Feature | September 26, 2014
Everolimus-eluting Stents are Superior to Drug-coated Balloons to Treat In-stent Restenosis
Results of RIBS IV Trial Reported at TCT 2014
September 26, 2014 — A new clinical trial comparing the use of everolimus-eluting stents (EES) and drug-eluting balloons (DEB) in treating in-stent restenosis (ISR) from drug-eluting stents found that EES provided superior late angiographic results and better late clinical outcomes. Findings were reported at the Transcatheter Cardiovascular Therapeutics (TCT) scientific symposium.
Treatment of patients with ISR remains a challenge, especially in patients presenting with drug-eluting stent (DES) ISR. In this setting, DEB appear to be as effective as first generation DES. However, the relative value of DEB compared to new generation DES with DES-ISR remains unknown.
RIBS IV was a multicenter prospective randomized trial that compared the efficacy of DEB with that of EES in patients with DES-ISR. The primary endpoint was minimal lumen diameter (MLD) at late angiographic follow up. Secondary endpoints including diameter stenosis, angiographic late lumen loss, and binary restenosis were also analyzed at nine months.
A total of 309 patients with DES-ISR were randomized to receive either EES (n=155) or DEB (n=154). Late angiographic follow up was obtained in 90 percent of eligible patients. At nine months, the EES group reported a larger in-segment MLD than the DEB group (2.03 vs. 1.8, respectively; p=0.004). After one year, the EES group also reported higher rates of freedom from target lesion revascularization (96 percent vs. 87 percent, p=0.008) and freedom from major adverse coronary events, including cardiac death, myocardial infarction, and target vessel revascularizaiton (90 percent vs. 82 percent, p=0.044).
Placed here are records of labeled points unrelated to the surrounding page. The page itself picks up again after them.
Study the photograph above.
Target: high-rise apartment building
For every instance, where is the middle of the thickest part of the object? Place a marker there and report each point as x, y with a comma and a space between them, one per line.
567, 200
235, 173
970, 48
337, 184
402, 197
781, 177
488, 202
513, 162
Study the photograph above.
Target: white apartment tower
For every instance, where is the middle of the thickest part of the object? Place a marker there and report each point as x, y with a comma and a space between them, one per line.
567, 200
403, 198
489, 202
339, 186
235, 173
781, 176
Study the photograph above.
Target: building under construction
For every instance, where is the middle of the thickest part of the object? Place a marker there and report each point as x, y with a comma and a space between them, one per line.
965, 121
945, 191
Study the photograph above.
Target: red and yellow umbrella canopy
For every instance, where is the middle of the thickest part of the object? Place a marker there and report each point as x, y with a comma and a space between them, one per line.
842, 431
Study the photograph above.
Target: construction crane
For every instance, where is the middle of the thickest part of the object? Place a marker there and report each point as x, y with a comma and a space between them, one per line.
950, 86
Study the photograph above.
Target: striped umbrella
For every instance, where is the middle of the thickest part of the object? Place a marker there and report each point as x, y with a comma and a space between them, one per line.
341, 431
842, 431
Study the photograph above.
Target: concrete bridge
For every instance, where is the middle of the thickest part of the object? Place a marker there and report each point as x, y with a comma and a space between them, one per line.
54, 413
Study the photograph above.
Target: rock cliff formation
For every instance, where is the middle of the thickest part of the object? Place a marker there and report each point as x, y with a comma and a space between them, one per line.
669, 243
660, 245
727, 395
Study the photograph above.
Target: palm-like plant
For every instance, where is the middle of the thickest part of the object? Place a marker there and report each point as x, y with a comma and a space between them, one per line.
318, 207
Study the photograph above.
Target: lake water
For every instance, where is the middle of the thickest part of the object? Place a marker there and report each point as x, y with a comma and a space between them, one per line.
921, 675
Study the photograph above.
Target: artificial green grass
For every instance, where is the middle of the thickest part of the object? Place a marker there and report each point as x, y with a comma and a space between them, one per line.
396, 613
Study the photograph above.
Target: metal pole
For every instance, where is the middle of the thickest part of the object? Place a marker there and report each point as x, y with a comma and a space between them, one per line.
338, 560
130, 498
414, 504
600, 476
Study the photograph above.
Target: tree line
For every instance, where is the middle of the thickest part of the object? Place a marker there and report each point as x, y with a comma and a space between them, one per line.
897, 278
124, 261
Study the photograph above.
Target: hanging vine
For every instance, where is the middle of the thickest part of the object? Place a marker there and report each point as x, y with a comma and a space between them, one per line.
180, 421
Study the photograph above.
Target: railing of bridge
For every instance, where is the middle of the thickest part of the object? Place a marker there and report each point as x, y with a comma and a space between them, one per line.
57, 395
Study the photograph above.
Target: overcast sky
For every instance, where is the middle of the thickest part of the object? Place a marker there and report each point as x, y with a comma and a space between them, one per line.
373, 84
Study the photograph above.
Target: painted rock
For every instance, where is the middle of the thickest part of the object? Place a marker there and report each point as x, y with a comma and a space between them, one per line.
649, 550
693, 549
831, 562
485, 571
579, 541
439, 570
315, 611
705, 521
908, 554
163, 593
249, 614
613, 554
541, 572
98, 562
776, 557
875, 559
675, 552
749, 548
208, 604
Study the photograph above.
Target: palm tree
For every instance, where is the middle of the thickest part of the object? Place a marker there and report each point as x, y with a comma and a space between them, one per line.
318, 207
“In patients with DES-ISR, our study found that EES provides superior late angiographic results and better late clinical outcomes compared to DEB,” said lead investigator Fernando Alfonso, M.D., Ph.D., head of the cardiac department at the Hospital Universitario de La Princesa in Madrid, Spain. “Treatment of DES-ISR remains challenging and associated with poorer clinical and angiographic results than treatment of bare metal stent ISR. Further studies with more patients and longer follow-up are warranted in this adverse setting.”
The RIBS IV trial was an investigator driven initiative funded by unrestricted grants from B. Braun and Abbot Vascular. Alfonso reported no disclosures.